The ajtaltarabukin2022/merge_v10_27_73_9 is a 32 billion parameter language model developed by ajtaltarabukin2022. It was constructed using the DARE TIES (Disentangled Representation Editing for Text-to-Image Synthesis) merge method, a technique designed to combine the capabilities of multiple pre-trained language models. The merging process utilized MergeKit, a tool for creating new models from existing ones.

Merge Details

This model is a merge of two distinct sources:

  • A base model identified as /root/finetuneqwen/prexpertMJDD.
  • An additional model, /root/finetuneqwen/distillgptNsH2.

The DARE TIES method was applied with specific weighting parameters, assigning a 0.55 weight to the base model and a 0.45 weight to the additional model across layers 0 to 64. The configuration also specified a bfloat16 data type and a density of 0.9 for the merged parameters.

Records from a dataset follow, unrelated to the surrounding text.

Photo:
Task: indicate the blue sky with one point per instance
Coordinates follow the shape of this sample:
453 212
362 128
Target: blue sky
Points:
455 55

This approach aims to synthesize the knowledge and capabilities present in the constituent models into a single, more robust model.

Key Characteristics

  • Architecture: Merged model based on pre-trained language models.
  • Parameter Count: 32 billion parameters.
  • Context Length: Supports a substantial context window of 32768 tokens.
  • Merge Method: Utilizes the DARE TIES technique for combining model weights.

Potential Use Cases

Given its merged nature and significant parameter count, this model is suitable for a broad range of natural language processing tasks, including:

  • General text generation and completion.
  • Understanding and responding to complex prompts.
  • Applications requiring a large context window for processing longer texts.